Reflection – This post picks up where a previous one leaves off. You know, I love it when Pope Benedict agrees with me! Makes me feel all warm and fuzzy inside.
When I was a newly ordained priest, oils still wet on my hands, there was a certain popular novel making a lot of waves, and bringing people to question their faith about Jesus and the Church. I decided to teach a course at the parish I was at that would debunk this ridiculous novel. But, of course, I had to read the thing first.
So yes, I read The Da Vinci Code. Now, I am not a very accomplished ascetic; I am not known for my all-night vigils, my sunken cheeks and eyes due to my heroic fasting, my ability to assume uncomfortable postures of prayer for hours on end.
But give me this: I actually read The !/&*@# Da Vinci Code. (Excuse my language). Surely that counts for something (although perhaps not, now that I’m complaining about it)! And, of course, that fatuous piece of best selling tripe is all about this business of sacred eros and holy prostitution and all that stuff. How empowering it is for women to be conduits of the divine… for men, of course.
At the time, I had precisely the response that Pope Benedict writes above. Women are just being used in this scenario! They are not valued as persons, but as instruments delivering some kind of ‘sacred’ experience to men. There is no real love, no real bowing before the beauty and sacred value of the person—just a using to get some kind of experience. Whether it is a simple experience of lust and pleasure or some elevated ‘sacred high’ is irrelevant. And where do women go, then, to get their sacred experience? Or do they not need one?
And this is the way of eros, if left to its own dynamism.
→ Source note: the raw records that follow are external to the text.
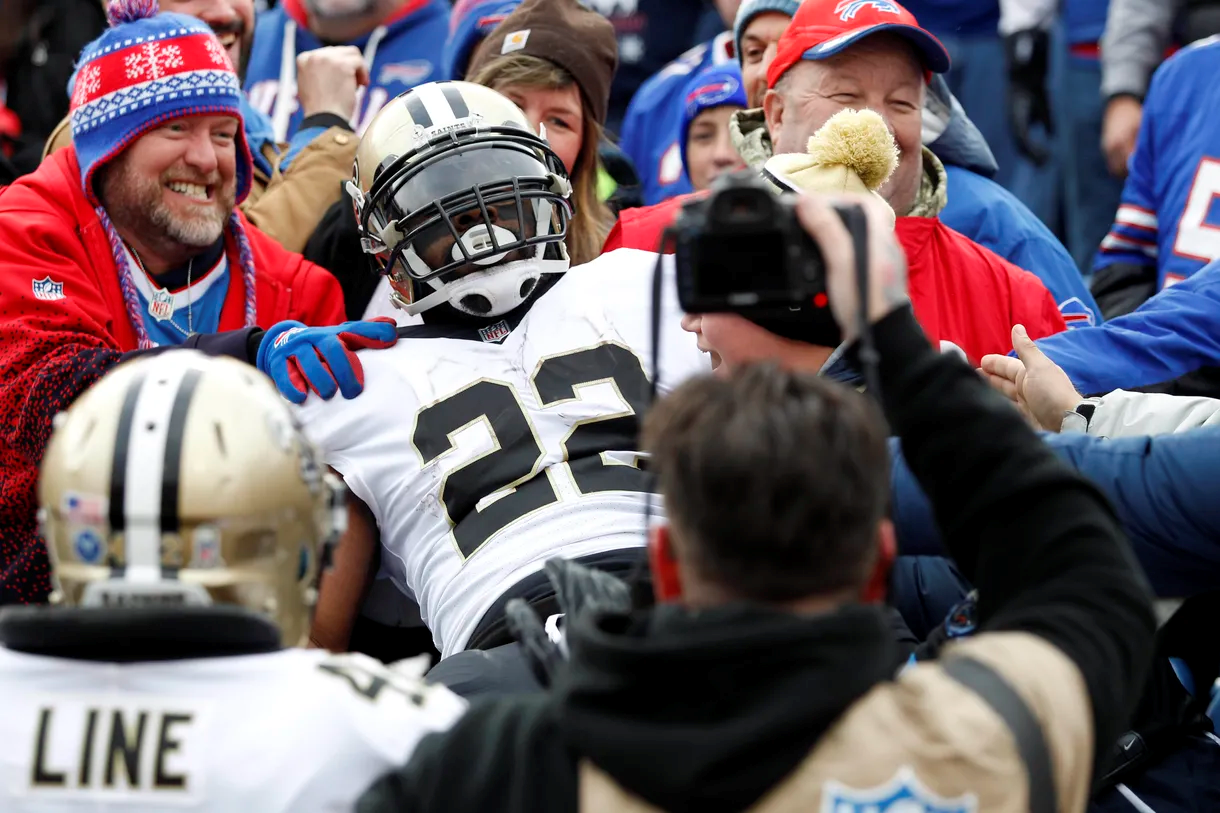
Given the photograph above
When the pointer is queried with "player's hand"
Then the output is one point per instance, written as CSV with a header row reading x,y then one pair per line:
x,y
1120,126
321,359
580,588
1040,388
1027,54
887,264
327,79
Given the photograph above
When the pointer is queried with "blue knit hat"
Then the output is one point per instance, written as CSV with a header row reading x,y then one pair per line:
x,y
716,86
469,26
145,70
752,9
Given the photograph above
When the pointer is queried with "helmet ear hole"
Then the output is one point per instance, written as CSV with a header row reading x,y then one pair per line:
x,y
477,304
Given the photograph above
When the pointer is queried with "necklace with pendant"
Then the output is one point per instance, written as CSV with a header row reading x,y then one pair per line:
x,y
161,305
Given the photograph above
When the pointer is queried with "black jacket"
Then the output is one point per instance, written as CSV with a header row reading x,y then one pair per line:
x,y
708,711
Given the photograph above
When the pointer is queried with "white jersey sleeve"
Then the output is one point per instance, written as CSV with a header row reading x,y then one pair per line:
x,y
482,453
294,731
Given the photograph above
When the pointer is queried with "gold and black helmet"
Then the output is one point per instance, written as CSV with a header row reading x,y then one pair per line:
x,y
184,480
459,202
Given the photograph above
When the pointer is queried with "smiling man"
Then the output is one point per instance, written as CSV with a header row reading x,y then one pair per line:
x,y
128,242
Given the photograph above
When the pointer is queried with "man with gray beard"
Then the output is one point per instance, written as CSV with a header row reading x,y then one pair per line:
x,y
128,242
294,182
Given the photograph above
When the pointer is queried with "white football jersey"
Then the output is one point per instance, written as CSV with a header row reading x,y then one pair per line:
x,y
292,731
482,453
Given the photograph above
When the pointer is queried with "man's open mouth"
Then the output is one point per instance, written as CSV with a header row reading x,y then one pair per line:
x,y
197,192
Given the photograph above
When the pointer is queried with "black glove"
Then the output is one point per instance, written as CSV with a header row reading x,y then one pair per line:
x,y
580,588
577,590
1029,54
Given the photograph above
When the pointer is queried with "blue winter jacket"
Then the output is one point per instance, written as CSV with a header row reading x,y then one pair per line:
x,y
1175,332
1163,488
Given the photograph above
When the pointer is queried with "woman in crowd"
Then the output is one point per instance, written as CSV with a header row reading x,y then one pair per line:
x,y
555,61
710,99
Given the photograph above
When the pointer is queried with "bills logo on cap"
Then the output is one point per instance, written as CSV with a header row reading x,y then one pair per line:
x,y
48,289
1077,314
515,42
411,72
287,335
494,332
847,10
711,94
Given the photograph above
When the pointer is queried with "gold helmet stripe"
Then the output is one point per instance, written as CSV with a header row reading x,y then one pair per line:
x,y
456,103
151,451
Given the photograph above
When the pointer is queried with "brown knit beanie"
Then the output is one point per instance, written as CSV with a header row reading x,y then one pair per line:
x,y
564,32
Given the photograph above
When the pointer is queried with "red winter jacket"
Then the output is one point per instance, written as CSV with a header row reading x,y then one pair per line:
x,y
51,350
960,291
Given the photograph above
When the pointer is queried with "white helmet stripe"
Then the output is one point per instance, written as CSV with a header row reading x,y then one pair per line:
x,y
439,110
149,485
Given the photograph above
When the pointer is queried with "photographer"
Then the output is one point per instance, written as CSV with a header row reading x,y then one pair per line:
x,y
769,679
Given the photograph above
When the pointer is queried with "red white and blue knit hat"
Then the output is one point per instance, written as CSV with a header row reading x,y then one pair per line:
x,y
145,70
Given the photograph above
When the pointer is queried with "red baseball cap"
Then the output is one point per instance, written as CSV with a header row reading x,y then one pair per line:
x,y
822,28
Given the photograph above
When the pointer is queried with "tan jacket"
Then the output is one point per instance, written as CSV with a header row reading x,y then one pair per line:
x,y
932,735
287,205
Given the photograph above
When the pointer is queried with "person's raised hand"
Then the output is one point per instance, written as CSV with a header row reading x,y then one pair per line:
x,y
1041,390
887,264
328,79
1120,126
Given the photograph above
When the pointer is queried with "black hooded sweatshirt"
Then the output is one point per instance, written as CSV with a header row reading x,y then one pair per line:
x,y
708,711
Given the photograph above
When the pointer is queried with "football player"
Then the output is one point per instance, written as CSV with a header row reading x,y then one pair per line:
x,y
502,431
187,518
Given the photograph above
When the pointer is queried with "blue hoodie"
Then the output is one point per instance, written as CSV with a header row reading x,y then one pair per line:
x,y
994,217
403,53
1162,487
652,130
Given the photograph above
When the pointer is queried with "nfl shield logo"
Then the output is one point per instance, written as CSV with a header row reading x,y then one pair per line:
x,y
161,308
494,332
48,289
903,794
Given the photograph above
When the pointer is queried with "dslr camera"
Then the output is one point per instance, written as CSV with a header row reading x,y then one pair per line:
x,y
743,250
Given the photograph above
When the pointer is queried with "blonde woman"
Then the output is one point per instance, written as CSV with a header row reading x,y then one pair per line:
x,y
555,59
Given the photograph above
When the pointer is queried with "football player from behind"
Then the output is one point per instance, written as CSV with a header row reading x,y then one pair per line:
x,y
187,518
503,430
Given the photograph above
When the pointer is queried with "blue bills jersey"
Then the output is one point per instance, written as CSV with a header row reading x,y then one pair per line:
x,y
1169,217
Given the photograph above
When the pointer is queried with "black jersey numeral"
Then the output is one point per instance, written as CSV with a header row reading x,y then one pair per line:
x,y
514,465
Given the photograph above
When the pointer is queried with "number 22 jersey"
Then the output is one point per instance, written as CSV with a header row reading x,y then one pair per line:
x,y
484,452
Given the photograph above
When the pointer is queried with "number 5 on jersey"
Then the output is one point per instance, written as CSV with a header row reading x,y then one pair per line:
x,y
514,463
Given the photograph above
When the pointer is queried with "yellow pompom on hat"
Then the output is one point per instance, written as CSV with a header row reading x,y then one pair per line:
x,y
852,153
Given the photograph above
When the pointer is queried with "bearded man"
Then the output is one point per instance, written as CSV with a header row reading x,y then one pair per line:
x,y
872,54
128,242
294,182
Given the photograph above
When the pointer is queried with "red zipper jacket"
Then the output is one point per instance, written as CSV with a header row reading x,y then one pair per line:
x,y
59,337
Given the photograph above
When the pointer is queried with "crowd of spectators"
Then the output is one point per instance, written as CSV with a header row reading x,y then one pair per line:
x,y
968,560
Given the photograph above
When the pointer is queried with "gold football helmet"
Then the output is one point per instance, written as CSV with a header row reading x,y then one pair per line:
x,y
184,480
459,202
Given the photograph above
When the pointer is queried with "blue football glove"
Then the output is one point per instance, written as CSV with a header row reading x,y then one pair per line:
x,y
321,359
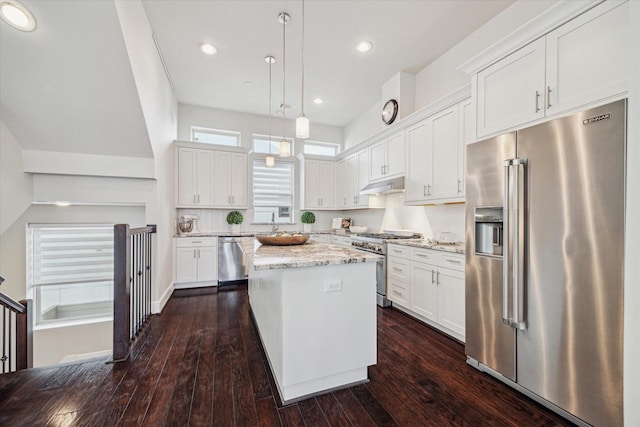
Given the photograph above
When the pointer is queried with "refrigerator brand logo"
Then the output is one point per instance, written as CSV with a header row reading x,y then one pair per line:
x,y
596,119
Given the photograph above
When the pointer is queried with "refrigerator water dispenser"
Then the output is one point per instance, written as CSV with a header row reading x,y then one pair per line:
x,y
489,231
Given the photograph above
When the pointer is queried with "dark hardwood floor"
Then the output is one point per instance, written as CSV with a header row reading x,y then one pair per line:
x,y
200,363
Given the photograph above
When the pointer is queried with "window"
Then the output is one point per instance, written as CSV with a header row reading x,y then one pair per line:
x,y
321,148
215,136
273,192
261,144
71,272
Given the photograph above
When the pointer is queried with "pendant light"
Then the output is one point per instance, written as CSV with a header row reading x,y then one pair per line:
x,y
270,161
302,122
285,147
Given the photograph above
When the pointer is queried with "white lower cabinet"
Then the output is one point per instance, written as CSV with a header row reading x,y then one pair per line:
x,y
196,261
429,285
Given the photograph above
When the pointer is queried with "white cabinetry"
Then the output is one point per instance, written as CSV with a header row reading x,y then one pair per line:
x,y
195,177
386,157
435,156
351,176
211,178
429,285
196,261
230,179
318,184
581,62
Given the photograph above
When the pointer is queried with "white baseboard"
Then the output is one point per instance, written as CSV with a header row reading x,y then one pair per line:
x,y
157,306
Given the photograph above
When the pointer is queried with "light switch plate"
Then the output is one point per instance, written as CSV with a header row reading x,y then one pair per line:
x,y
334,285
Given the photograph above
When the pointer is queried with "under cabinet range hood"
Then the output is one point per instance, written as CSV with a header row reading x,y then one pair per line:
x,y
389,186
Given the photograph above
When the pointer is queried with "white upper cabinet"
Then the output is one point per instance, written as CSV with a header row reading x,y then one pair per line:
x,y
195,177
581,62
587,58
230,179
318,184
210,178
435,156
386,158
511,91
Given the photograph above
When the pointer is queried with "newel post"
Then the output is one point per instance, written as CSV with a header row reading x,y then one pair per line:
x,y
121,291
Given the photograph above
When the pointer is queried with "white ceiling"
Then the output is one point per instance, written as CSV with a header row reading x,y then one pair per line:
x,y
68,85
406,35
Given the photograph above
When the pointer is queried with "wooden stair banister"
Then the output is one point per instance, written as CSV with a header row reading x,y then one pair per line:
x,y
17,329
132,268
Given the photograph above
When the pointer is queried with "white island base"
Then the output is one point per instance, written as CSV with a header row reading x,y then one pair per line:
x,y
317,325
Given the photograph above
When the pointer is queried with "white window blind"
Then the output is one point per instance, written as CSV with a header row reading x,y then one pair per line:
x,y
273,191
72,255
71,272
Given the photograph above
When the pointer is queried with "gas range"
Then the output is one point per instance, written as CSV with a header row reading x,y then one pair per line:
x,y
376,242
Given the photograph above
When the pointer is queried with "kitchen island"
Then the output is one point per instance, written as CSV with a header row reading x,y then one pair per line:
x,y
315,309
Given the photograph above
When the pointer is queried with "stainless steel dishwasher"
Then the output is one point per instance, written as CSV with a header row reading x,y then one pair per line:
x,y
232,264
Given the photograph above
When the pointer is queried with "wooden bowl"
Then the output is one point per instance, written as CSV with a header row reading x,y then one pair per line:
x,y
282,239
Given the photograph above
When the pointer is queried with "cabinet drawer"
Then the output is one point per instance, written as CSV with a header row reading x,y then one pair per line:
x,y
191,242
454,262
425,255
398,269
398,251
398,293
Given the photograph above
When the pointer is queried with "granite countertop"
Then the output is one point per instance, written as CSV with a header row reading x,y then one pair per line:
x,y
457,248
267,257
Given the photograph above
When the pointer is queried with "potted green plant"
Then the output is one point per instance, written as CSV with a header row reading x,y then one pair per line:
x,y
307,219
235,218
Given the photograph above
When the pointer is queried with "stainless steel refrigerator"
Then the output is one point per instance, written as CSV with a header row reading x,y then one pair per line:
x,y
544,261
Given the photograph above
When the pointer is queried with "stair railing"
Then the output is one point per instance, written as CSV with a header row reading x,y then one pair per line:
x,y
132,264
17,333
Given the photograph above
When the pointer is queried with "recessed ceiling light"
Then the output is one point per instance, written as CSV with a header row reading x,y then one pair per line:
x,y
208,48
16,15
363,46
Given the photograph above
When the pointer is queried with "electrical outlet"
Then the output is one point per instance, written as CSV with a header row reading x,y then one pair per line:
x,y
334,285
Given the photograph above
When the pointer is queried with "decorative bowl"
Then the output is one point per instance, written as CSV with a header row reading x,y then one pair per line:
x,y
282,239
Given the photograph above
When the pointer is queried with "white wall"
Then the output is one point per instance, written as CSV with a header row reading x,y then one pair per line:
x,y
16,187
249,124
441,77
632,233
160,110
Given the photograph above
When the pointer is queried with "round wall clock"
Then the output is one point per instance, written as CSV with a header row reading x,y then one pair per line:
x,y
390,111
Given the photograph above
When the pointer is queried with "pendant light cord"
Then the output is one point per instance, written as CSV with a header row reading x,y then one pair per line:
x,y
302,106
284,75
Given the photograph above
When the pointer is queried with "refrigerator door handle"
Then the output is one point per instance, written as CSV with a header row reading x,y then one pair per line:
x,y
506,276
518,277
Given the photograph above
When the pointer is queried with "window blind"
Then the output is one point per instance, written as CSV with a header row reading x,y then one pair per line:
x,y
71,255
272,187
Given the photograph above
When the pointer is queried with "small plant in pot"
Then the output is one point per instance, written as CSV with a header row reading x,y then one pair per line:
x,y
307,219
235,218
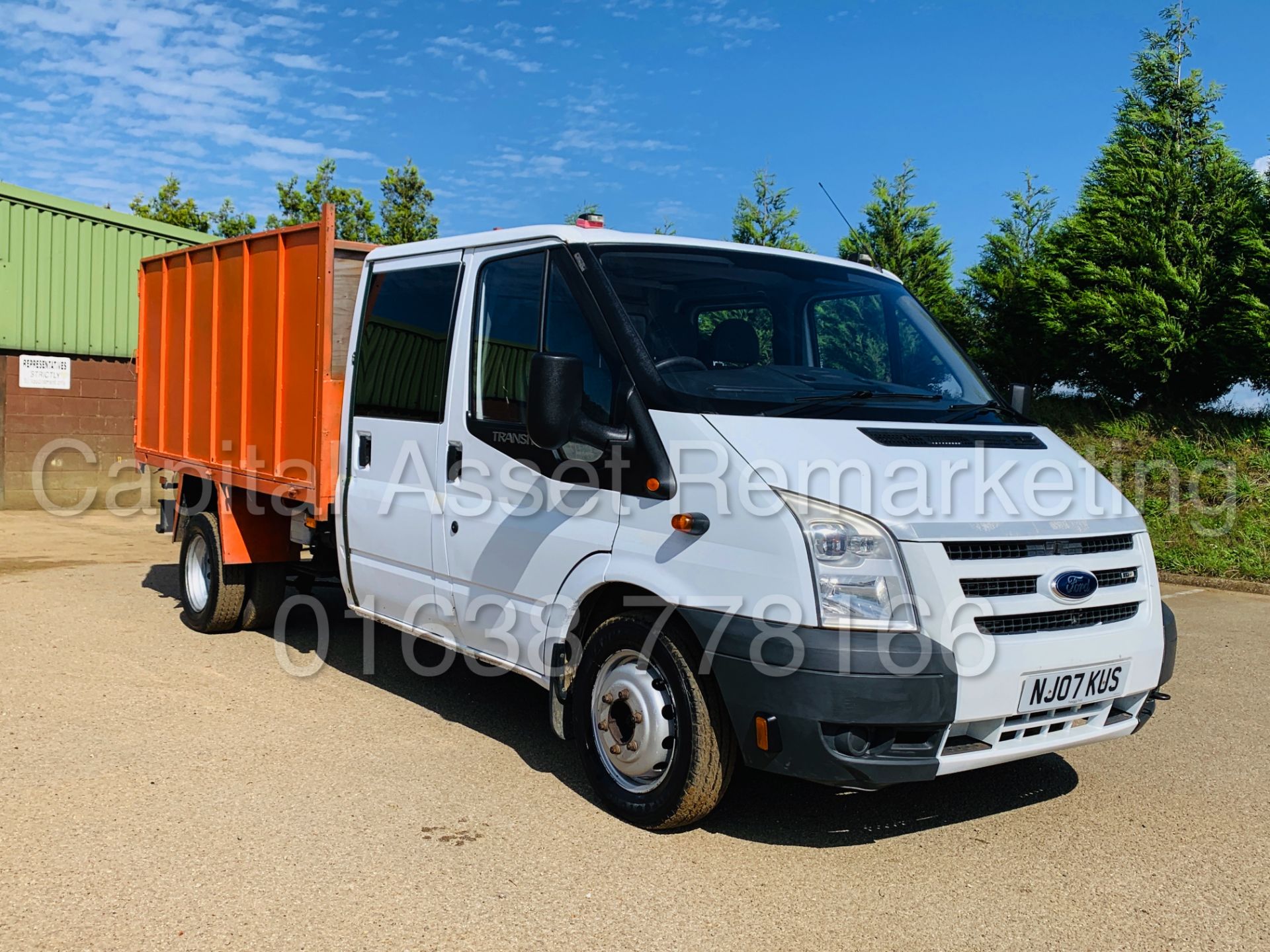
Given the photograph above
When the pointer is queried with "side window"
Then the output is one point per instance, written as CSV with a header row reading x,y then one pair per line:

It is such a powerful force, such an intense experience, that we tend to use the other person to deliver this erotic high to us. Eros is made by God, and is beautiful and good, but it is not sufficient unto itself. Left to itself, it degrades to lust and use.
And so we begin to work our way towards Pope Benedict’s answer to the charge of modernity, the accusation that the Church is anti-sex, anti-eros, anti-fun, and ultimately anti-human. He says, “Evidently, eros needs to be disciplined and purified if it is to provide not just fleeting pleasure, but a certain foretaste of the pinnacle of our existence, of that beatitude for which our whole being yearns.” And this is where the next instalment of the encyclical will take us, to the purification of eros so that it may realize its divine intent in our human being.